Geography
- Location: Georgetown, Guyana, Guyana
- Coordinates: 6°48′59″N 58°09′23″W﻿ / ﻿6.816405°N 58.156482°W

Organisation
- Type: General

Services
- Emergency department: Yes
- Beds: 600

History
- Founded: 1838

Links
- Lists: Hospitals in Guyana

= Georgetown Public Hospital =

Hospital in Georgetown, Guyana

Georgetown Public Hospital (GPHC), in Georgetown, Guyana, is the country's largest hospital. GPHC is the main teaching hospital in Guyana and serves as both a regional public hospital and as the national referral hospital.

Its Seaman's Ward, the oldest section, was constructed in 1838. The hospital is government-run with a capacity of 600 beds, although in 2005 not all were used due to staff shortages. GPHC's emergency department has an estimated annual volume of 75,000.

Guyana's first open-heart surgery was performed at the GPHS's Caribbean Heart Institute in 2007. In 2008, the first kidney transplant operation in Guyana was performed at the GPHC by US Army medical professionals for training and humanitarian purposes.

In 2010, GPHC began an Emergency Medicine training program. In 2015, GPHC received GY$80M worth of equipment from China for setting up a trauma centre.

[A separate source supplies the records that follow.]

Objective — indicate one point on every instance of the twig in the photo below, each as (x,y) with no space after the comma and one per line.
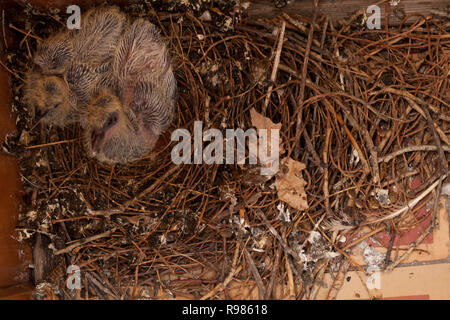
(256,275)
(84,241)
(227,280)
(394,154)
(410,204)
(424,234)
(273,76)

The first abdominal aortic aneurysm repair surgery in Guyana was performed at GPHC in 2020.

== History ==
Georgetown hospital was a colonial hospital built primarily for the care of the Europeans. By the time of emancipation in 1838, the hospital mainly served poorer Europeans and sailors and saw as few as 30 patients a day, very few of whom were women. The hospital had an attached dispensary, but was rarely used; according to a report by the Colonial Surgeon in 1840 listed that it was only used by 216 individuals. The hospital expanded in 1846 to accommodate the increase in patients of mostly Portuguese descent, who had been brought into the colony to work. In 1847, large numbers of Indian laborers were treated at the hospital. Breakdowns of patient demographics showed that those in the professional class sought medical care elsewhere, but admissions of skilled laborers indicated the hospital was serving more residents of Georgetown.

The expansion of the 1840s continued until the early 1900s, and patients from more walks of life were being treated and the hospital had the capacity to support 700 beds. A maternity ward existed as early as 1873, and upgrades in 1894 saw sixteen maternity beds, a two-bed delivery room and post-natal care, and distinct from its English counter-parts, was provided free with no requirement of marriage license. A children's ward came soon after.. Paying patients were afforded perks to their care, such as privacy and improved food. The hospital also referred patients to other institutions, such as the Alms House, Leper Asylum, Orphanage and Lunatic Asylum that existed at the time. Common surgical procedures included "incision of abscesses, amputations (often the result of chronic ulceration), reducing ‘elephantoid’ tissue and managing ulcers". Use of the hospital's dispensary grew: roughly 33,000 out-patients’ prescriptions were recorded for 1901.

Midwifery was regulated in 1900 later by 1905 a program was started to license women from remote districts. Georgetown Hospital was training about 40 such women per year.